A Quick Reminder that Big Rounds Don’t Mean Big Exits

The startup industry is endlessly fascinated with big financing rounds, but they do not always translate into the biggest returns, as illustrated by data assembled for StrictlyVC today by CB Insights.

The list below features the largest financings of 2010, 2011, 2012, 2013 and, to date, of 2014, though you could easily mistake it for a list of companies that have suffered the highest-profile implosions in recent years.

Better Place, a start-up that hoped to create vast networks of charge spots to power electric cars, raised $350 million in 2010. In 2013, it filed for bankruptcy.

LivingSocial, the daily deals site, raised $183 million in 2010 and another $400 million in 2011. The troubled company has yet to reach profitability.

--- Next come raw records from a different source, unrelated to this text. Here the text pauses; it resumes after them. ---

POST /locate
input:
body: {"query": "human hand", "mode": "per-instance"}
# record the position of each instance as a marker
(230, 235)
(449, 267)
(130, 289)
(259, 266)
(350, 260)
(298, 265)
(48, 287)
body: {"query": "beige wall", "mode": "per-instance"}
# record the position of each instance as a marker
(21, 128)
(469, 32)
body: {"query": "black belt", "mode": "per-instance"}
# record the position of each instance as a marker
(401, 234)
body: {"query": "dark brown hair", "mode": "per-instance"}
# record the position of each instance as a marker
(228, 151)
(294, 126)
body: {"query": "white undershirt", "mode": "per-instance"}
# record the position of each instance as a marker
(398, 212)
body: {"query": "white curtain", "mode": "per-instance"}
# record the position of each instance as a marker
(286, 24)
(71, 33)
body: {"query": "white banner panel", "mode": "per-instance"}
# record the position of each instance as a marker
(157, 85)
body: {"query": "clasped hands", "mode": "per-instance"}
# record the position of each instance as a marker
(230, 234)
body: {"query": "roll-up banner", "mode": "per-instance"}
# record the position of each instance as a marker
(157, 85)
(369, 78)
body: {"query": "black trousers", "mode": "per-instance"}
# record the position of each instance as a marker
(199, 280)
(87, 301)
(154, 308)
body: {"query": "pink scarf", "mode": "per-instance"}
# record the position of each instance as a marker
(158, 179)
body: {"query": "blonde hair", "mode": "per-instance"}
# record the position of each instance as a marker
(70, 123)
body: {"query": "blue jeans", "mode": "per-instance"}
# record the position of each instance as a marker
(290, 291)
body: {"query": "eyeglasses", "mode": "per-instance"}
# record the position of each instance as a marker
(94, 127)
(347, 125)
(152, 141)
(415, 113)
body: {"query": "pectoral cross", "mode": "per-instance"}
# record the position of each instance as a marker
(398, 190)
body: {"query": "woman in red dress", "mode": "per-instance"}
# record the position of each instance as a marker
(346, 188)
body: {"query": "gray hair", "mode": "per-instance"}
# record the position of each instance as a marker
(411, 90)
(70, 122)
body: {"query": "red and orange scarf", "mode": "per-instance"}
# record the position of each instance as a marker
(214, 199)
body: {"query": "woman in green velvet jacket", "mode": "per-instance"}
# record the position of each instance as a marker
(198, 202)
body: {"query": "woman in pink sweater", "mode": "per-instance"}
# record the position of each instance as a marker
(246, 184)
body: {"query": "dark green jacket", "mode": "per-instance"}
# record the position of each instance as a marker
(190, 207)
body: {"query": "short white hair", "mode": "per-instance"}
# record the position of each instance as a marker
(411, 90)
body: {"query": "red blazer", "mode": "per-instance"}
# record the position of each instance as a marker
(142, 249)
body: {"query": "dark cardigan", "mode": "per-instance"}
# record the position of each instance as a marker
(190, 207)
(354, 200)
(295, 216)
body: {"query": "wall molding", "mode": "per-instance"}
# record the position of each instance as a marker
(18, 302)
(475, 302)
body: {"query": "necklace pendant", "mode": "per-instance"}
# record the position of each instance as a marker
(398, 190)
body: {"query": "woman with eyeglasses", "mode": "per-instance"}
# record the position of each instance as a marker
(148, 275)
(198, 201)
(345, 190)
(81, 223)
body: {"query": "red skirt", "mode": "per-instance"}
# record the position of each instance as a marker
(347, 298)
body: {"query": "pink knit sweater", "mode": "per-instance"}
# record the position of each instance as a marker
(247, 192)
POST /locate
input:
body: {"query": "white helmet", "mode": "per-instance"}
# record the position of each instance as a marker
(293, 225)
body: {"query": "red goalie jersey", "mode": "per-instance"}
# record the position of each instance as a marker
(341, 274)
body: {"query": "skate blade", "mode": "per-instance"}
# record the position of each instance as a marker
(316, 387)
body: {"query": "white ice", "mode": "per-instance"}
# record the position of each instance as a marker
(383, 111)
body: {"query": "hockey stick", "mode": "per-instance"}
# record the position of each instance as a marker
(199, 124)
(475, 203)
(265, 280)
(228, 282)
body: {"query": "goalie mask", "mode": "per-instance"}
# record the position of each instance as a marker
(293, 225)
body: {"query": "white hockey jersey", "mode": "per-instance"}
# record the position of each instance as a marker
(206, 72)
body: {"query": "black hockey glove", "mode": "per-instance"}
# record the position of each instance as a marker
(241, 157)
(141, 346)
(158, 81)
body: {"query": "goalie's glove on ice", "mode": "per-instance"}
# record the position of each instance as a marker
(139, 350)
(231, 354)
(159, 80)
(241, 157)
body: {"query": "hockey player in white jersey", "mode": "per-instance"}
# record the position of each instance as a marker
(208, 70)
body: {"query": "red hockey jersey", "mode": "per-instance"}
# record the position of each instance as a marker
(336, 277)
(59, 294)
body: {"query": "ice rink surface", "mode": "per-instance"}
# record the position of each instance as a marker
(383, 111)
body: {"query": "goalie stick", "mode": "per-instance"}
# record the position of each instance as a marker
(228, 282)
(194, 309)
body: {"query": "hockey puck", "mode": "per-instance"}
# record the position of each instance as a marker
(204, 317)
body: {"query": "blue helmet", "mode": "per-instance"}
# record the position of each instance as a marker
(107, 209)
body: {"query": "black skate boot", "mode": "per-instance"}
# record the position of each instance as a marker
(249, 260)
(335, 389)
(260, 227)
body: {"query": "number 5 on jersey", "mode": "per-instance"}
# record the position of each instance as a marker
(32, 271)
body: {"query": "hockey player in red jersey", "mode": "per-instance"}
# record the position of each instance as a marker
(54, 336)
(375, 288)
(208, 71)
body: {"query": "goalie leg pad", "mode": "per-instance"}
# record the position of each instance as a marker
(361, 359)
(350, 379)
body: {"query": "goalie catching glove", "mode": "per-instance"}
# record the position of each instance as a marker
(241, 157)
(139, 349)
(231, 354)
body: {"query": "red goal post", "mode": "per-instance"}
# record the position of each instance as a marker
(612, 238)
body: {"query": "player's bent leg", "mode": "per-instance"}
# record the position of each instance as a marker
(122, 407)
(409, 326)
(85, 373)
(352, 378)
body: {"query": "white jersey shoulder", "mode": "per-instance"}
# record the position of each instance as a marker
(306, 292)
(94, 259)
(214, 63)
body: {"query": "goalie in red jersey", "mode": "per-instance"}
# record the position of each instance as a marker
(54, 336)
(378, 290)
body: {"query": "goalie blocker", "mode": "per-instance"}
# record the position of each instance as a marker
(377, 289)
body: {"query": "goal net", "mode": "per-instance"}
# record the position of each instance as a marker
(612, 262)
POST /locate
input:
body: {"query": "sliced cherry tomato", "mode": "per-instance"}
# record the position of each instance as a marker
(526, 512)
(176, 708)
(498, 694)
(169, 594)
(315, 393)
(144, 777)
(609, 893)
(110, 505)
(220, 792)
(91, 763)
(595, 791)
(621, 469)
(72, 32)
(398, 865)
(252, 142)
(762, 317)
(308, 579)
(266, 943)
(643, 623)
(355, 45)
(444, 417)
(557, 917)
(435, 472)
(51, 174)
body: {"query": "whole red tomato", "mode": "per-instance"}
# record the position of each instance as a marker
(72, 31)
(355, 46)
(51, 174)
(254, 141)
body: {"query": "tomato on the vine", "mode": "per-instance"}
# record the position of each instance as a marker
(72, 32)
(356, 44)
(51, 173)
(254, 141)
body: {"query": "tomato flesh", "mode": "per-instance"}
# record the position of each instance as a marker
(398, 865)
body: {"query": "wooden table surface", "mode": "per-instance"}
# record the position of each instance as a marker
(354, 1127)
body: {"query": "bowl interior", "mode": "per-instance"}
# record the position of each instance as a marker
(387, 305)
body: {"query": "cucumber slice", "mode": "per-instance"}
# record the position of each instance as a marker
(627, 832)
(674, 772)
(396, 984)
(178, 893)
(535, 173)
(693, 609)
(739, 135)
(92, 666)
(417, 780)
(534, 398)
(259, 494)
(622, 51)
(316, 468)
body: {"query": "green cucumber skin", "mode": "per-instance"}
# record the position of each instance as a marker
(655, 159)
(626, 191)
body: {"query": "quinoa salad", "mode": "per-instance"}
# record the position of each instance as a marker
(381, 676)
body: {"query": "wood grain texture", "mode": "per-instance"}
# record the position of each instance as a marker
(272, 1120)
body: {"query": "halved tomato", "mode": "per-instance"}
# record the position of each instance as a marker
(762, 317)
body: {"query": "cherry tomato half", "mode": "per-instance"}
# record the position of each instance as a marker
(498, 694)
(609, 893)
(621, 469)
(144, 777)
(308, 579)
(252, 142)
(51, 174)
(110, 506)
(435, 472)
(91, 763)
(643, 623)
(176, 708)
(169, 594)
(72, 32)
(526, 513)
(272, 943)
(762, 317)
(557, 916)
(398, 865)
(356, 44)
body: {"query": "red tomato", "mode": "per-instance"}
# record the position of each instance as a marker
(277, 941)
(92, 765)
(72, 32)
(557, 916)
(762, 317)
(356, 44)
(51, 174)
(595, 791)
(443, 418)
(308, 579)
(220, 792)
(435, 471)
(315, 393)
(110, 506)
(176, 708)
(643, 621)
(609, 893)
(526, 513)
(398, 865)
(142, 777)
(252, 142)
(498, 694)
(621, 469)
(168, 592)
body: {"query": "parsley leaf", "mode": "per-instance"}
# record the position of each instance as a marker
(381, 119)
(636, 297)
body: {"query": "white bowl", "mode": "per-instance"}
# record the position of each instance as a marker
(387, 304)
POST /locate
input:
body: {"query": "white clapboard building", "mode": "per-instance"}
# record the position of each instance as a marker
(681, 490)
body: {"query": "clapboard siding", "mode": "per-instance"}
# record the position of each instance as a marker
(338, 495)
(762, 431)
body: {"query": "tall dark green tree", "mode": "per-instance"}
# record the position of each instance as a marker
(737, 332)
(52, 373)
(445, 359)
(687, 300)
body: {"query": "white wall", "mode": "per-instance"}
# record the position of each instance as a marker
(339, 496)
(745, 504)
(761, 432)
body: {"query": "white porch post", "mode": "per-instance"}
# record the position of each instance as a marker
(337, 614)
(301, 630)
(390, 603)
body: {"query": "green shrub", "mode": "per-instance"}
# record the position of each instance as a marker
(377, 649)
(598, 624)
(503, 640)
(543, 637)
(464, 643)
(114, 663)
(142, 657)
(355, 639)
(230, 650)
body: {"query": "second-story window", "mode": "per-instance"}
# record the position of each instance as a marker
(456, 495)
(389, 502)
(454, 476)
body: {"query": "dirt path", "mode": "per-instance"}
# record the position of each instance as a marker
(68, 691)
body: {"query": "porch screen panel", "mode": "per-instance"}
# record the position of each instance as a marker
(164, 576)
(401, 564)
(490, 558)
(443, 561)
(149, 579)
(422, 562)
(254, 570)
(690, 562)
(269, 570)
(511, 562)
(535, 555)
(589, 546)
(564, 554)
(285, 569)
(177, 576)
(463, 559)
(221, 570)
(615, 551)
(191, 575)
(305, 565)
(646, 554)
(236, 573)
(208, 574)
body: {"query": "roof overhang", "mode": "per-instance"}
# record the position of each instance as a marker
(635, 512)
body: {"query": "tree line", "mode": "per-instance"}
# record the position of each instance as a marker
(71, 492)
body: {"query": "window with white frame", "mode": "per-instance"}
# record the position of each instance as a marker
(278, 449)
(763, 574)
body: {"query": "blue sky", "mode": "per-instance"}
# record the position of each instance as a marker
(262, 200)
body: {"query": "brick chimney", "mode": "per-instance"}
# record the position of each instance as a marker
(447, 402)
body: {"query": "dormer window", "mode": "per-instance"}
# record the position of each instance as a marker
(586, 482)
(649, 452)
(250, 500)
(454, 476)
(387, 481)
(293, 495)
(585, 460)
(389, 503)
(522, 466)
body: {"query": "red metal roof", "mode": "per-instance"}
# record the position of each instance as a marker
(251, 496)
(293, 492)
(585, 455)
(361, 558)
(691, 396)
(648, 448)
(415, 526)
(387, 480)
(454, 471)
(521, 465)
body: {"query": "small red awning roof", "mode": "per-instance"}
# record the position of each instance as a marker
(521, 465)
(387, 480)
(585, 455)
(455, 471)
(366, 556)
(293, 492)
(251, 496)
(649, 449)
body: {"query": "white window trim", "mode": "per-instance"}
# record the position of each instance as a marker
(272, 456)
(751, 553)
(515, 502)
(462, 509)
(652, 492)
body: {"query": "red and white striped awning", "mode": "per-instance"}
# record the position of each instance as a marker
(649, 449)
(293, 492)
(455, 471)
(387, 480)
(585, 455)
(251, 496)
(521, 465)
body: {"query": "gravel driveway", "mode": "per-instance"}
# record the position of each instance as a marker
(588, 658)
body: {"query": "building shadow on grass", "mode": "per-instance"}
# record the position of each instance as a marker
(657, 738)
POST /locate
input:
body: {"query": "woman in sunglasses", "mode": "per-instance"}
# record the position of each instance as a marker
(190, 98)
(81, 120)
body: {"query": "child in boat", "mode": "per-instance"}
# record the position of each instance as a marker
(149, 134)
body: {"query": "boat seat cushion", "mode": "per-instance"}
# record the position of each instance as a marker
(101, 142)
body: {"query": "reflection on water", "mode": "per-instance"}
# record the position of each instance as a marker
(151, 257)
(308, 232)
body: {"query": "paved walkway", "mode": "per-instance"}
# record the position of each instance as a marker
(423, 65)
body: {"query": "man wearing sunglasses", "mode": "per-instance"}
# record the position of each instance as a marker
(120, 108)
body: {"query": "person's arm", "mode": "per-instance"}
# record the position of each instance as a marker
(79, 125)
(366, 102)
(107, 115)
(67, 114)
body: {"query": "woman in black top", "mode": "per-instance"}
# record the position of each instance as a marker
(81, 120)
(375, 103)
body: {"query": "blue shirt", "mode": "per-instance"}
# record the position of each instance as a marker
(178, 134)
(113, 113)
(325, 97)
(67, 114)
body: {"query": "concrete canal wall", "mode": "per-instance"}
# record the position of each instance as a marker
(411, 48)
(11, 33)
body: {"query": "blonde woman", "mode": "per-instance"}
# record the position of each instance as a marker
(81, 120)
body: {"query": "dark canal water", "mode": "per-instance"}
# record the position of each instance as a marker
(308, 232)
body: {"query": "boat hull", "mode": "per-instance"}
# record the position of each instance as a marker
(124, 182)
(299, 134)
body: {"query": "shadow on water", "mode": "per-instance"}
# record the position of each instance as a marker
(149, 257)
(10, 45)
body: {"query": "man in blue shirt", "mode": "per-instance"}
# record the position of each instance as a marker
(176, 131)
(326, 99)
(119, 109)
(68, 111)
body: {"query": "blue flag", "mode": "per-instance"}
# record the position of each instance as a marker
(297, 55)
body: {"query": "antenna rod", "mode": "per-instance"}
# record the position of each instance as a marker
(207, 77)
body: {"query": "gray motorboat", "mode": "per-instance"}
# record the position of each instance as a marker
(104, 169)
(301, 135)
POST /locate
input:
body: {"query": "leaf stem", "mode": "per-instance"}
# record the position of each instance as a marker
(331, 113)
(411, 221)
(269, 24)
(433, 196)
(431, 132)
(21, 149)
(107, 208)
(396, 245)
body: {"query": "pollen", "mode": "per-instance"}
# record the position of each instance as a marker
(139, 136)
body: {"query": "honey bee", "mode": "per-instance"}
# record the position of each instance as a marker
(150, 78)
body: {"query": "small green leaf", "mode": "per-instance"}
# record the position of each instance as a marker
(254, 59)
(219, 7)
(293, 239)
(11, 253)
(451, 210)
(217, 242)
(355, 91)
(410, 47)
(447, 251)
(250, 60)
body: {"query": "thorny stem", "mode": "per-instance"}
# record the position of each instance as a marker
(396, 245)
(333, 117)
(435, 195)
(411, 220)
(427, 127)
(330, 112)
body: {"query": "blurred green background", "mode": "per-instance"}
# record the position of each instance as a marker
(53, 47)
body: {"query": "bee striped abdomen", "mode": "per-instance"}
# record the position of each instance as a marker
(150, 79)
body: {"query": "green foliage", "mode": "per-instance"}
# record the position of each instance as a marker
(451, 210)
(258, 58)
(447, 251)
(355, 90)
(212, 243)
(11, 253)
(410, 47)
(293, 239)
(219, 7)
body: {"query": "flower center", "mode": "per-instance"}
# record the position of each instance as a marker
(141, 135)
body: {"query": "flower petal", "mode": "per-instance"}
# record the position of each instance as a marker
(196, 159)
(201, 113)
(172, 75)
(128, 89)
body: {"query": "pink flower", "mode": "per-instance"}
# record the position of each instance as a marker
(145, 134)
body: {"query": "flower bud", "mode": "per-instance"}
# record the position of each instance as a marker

Fisker Automotive, the electric car company, raised $392.1 million in 2012. It declared bankruptcy in 2013.

The solar power company BrightSource, which raised $176 million in 2010, also appears to be struggling financially. As the WSJ reported in September, its Ivanpah solar thermal electricity project, which is the world’s largest of its kind, had to apply for a federal grant in September — to pay off its federal loan.

Whether or not you consider the deals service Groupon (which raised $950 million in 2012) or game maker Zynga ($480 million in 2012) a success or failure likely depends on when you happened to invest in them. But both companies have also failed to live up to expectations.